Мимо него спешно, но деловито прошёл лечащий врач, махнувший рукой на захотевшую  что-то спросить у него Анну.
«Видать, на этот раз они выискали что-то действительно серьёзное, раз Анюта взяла отгул и поехала со мной сдавать очередной анализ. ГоспАди! Да себя мне совсем не жаль – своё отжил, умру – уйду вникуда, а повезёт – повидаю жену. Как-никак с ней вместе мы дотянули до золотой свадьбы. У внука впереди вся жизнь. Видать, интересная и насыщенная, судя по его таланту, красоте (в нашу породу!) и трудолюбию. Случись что, и Брунька будет пристроена – не откажет в просьбе старику и обеспечит ей последние собачьи годы Анюта…Кому я и сочувствую – так это ей. Муж давно бросил, у сына свои дела – молодые, иногородние, и матери надо помогать ему становиться на ноги. А тут ещё больной старик-отец, обуза, принёсшая лишние траты на анализы и таблетки. Давно бы плюнула и занялась личной жизнью да внуком. Что ей со мной куковать?! Потом без меня ведь совсем одна будет. А красивая ж ещё, хоть и затюканная волнениями и заботами. А уж какая заботливая и…».
Мысли Ивана Никифоровича прервал резкий окрик врача: «Последнего принимаю!»
В ответ на фразу мгновенно подскочила слегка неопрятная женщина средних лет, тут же бросившаяся к Ивану Никифоровичу, чтобы помочь тому подняться. Мягко отстранив её рукой и выпрямив спину, к рентген-кабинету направился суховатый, но всё ещё довольно крепкий пожилой мужчина. Мало ободряющая и крайне болезненная процедура заняла не больше пары минут.
2
Хоть после рентгена желудка он не почувствовал никаких недомоганий, да и до дома идти было несколько остановок, дочь настояла, чтобы они поехали на маршрутке. Посадив отца рядом, Анна бездумно смотрела в окно. Она очень устала, и всё, что ей сейчас хотелось, – как можно быстрее добраться до своей квартиры и забыться сном. «Хорошо ещё, что сели, а то народу в пазике  – тьма! А ведь ему стоять тяжело…».
Прикидывающий, чего бы купить Бруньке, Иван Никифорович болезненно согнулся: внезапно его внутренности, словно бы скрутило в жгут, а всё его содержимое стало настойчиво прорываться наружу. Надув щёки, он пытался успокоиться, пробуя тем самым погасить рвотные позывы, неизбежно сопутствующие той отвратительной процедуре, но это не помогло. И с мыслью о том, что проехать осталось лишь две остановки, он выплюнул в ладонь первый жидкий белый комок.

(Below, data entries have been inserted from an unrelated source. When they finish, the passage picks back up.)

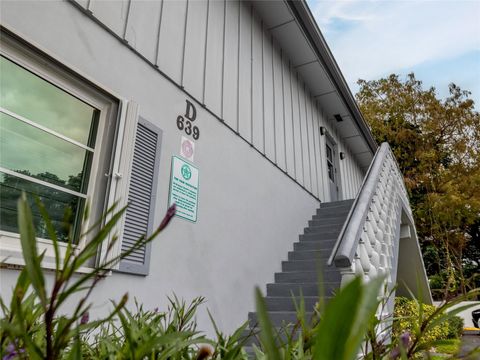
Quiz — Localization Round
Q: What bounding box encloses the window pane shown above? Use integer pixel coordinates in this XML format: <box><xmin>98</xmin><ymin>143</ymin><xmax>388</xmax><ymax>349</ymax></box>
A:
<box><xmin>327</xmin><ymin>162</ymin><xmax>335</xmax><ymax>182</ymax></box>
<box><xmin>0</xmin><ymin>56</ymin><xmax>96</xmax><ymax>147</ymax></box>
<box><xmin>327</xmin><ymin>145</ymin><xmax>333</xmax><ymax>161</ymax></box>
<box><xmin>0</xmin><ymin>172</ymin><xmax>84</xmax><ymax>241</ymax></box>
<box><xmin>0</xmin><ymin>113</ymin><xmax>92</xmax><ymax>193</ymax></box>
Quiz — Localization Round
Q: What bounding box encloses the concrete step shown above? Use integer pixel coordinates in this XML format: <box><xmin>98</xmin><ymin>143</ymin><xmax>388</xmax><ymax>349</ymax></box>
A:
<box><xmin>248</xmin><ymin>311</ymin><xmax>313</xmax><ymax>328</ymax></box>
<box><xmin>267</xmin><ymin>282</ymin><xmax>340</xmax><ymax>296</ymax></box>
<box><xmin>275</xmin><ymin>268</ymin><xmax>342</xmax><ymax>284</ymax></box>
<box><xmin>293</xmin><ymin>239</ymin><xmax>337</xmax><ymax>252</ymax></box>
<box><xmin>300</xmin><ymin>226</ymin><xmax>340</xmax><ymax>236</ymax></box>
<box><xmin>282</xmin><ymin>260</ymin><xmax>334</xmax><ymax>272</ymax></box>
<box><xmin>265</xmin><ymin>295</ymin><xmax>318</xmax><ymax>311</ymax></box>
<box><xmin>320</xmin><ymin>199</ymin><xmax>355</xmax><ymax>208</ymax></box>
<box><xmin>242</xmin><ymin>324</ymin><xmax>301</xmax><ymax>348</ymax></box>
<box><xmin>308</xmin><ymin>216</ymin><xmax>345</xmax><ymax>231</ymax></box>
<box><xmin>288</xmin><ymin>248</ymin><xmax>331</xmax><ymax>261</ymax></box>
<box><xmin>313</xmin><ymin>208</ymin><xmax>350</xmax><ymax>219</ymax></box>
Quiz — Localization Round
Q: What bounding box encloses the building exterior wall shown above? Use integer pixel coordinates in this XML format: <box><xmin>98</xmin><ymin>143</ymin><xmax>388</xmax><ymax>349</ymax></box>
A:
<box><xmin>0</xmin><ymin>1</ymin><xmax>363</xmax><ymax>331</ymax></box>
<box><xmin>68</xmin><ymin>0</ymin><xmax>363</xmax><ymax>201</ymax></box>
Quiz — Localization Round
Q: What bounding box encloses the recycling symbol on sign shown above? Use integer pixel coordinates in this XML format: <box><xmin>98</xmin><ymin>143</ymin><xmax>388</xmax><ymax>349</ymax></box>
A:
<box><xmin>181</xmin><ymin>164</ymin><xmax>192</xmax><ymax>180</ymax></box>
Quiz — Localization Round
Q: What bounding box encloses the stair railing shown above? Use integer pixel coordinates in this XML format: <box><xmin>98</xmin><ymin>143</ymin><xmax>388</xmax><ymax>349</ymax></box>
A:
<box><xmin>328</xmin><ymin>143</ymin><xmax>412</xmax><ymax>290</ymax></box>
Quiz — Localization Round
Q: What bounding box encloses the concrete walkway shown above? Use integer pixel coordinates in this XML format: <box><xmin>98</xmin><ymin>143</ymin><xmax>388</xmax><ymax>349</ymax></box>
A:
<box><xmin>459</xmin><ymin>334</ymin><xmax>480</xmax><ymax>360</ymax></box>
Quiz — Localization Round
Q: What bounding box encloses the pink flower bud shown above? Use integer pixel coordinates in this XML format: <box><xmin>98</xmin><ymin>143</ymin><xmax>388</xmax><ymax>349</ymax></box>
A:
<box><xmin>80</xmin><ymin>311</ymin><xmax>90</xmax><ymax>325</ymax></box>
<box><xmin>158</xmin><ymin>203</ymin><xmax>177</xmax><ymax>231</ymax></box>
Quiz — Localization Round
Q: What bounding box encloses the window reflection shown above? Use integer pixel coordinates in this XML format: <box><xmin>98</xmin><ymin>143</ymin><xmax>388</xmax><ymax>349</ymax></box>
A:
<box><xmin>0</xmin><ymin>56</ymin><xmax>95</xmax><ymax>146</ymax></box>
<box><xmin>0</xmin><ymin>56</ymin><xmax>99</xmax><ymax>241</ymax></box>
<box><xmin>0</xmin><ymin>171</ymin><xmax>84</xmax><ymax>241</ymax></box>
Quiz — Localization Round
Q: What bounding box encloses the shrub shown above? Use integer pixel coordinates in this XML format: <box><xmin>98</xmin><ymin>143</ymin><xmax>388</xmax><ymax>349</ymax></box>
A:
<box><xmin>447</xmin><ymin>315</ymin><xmax>465</xmax><ymax>339</ymax></box>
<box><xmin>393</xmin><ymin>297</ymin><xmax>449</xmax><ymax>344</ymax></box>
<box><xmin>0</xmin><ymin>196</ymin><xmax>478</xmax><ymax>360</ymax></box>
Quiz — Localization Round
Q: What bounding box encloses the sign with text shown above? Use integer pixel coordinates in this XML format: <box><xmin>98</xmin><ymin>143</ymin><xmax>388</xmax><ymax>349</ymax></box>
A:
<box><xmin>180</xmin><ymin>136</ymin><xmax>195</xmax><ymax>162</ymax></box>
<box><xmin>168</xmin><ymin>156</ymin><xmax>198</xmax><ymax>222</ymax></box>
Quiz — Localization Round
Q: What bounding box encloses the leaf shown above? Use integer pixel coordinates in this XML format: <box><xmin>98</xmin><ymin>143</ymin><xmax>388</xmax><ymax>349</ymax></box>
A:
<box><xmin>255</xmin><ymin>287</ymin><xmax>281</xmax><ymax>360</ymax></box>
<box><xmin>313</xmin><ymin>277</ymin><xmax>383</xmax><ymax>360</ymax></box>
<box><xmin>17</xmin><ymin>192</ymin><xmax>47</xmax><ymax>308</ymax></box>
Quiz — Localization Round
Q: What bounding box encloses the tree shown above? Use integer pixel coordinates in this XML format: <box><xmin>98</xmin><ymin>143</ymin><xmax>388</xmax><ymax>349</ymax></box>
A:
<box><xmin>356</xmin><ymin>73</ymin><xmax>480</xmax><ymax>298</ymax></box>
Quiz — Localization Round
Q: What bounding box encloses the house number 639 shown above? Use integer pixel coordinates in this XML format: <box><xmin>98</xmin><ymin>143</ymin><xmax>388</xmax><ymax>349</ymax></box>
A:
<box><xmin>177</xmin><ymin>100</ymin><xmax>200</xmax><ymax>140</ymax></box>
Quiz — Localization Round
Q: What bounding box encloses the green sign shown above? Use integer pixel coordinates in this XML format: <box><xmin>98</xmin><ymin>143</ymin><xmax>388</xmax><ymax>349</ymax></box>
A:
<box><xmin>168</xmin><ymin>156</ymin><xmax>198</xmax><ymax>222</ymax></box>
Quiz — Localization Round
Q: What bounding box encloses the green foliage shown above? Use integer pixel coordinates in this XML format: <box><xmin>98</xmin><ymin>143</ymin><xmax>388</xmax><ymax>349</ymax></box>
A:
<box><xmin>393</xmin><ymin>297</ymin><xmax>449</xmax><ymax>345</ymax></box>
<box><xmin>81</xmin><ymin>298</ymin><xmax>208</xmax><ymax>360</ymax></box>
<box><xmin>0</xmin><ymin>194</ymin><xmax>175</xmax><ymax>360</ymax></box>
<box><xmin>0</xmin><ymin>196</ymin><xmax>478</xmax><ymax>360</ymax></box>
<box><xmin>356</xmin><ymin>74</ymin><xmax>480</xmax><ymax>299</ymax></box>
<box><xmin>447</xmin><ymin>316</ymin><xmax>465</xmax><ymax>339</ymax></box>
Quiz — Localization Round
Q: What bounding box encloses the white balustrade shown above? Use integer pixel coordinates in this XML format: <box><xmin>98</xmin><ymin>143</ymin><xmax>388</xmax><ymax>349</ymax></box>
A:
<box><xmin>329</xmin><ymin>143</ymin><xmax>411</xmax><ymax>311</ymax></box>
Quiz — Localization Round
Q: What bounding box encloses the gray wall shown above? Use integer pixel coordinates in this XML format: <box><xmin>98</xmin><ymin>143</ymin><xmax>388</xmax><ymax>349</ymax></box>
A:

«Отчего белая, словно молочная каша?! Ведь я ничего такого не ел…Что ж я так… на глазах у всех, что ж недотерпел…», – беспомощно метаясь глазами от одних брезгующих взглядов пассажиров до других презрительных, думал болеющий человек. Выплеснув всё на пол, не в силах ничего выговорить от стыда, он неловко взял протянутую дочерью бумажку, поспешно вытащенную ею из кармана, и стал вытирать руки. Анна стыдливо отказалась от влажных салфеток, предложенных какой-то девушкой. А, увидев, что подбородок старика весь обляпан белой жижей, она стала сбивчиво оправдываться. При этом и сама не зная, зачем, отчего и перед кем. То ли перед этой девушкой, то ли перед громко возмущавшейся дамой, прежде сидевшей напротив Ивана Никифоровича и показательно вставшей со своего места. «Это мы делали узи желудка, ну кто знал, что он не дотерпит, кто ж знал, что это из него полезет, что ж я могу поделать, – причитала Анна. – Да не надо салфеток этих, на что они теперь уже? Мы сейчас выйдем». «Поднимайся», – обратилась она к отцу, тоном намного более строгим, чем ей того хотелось.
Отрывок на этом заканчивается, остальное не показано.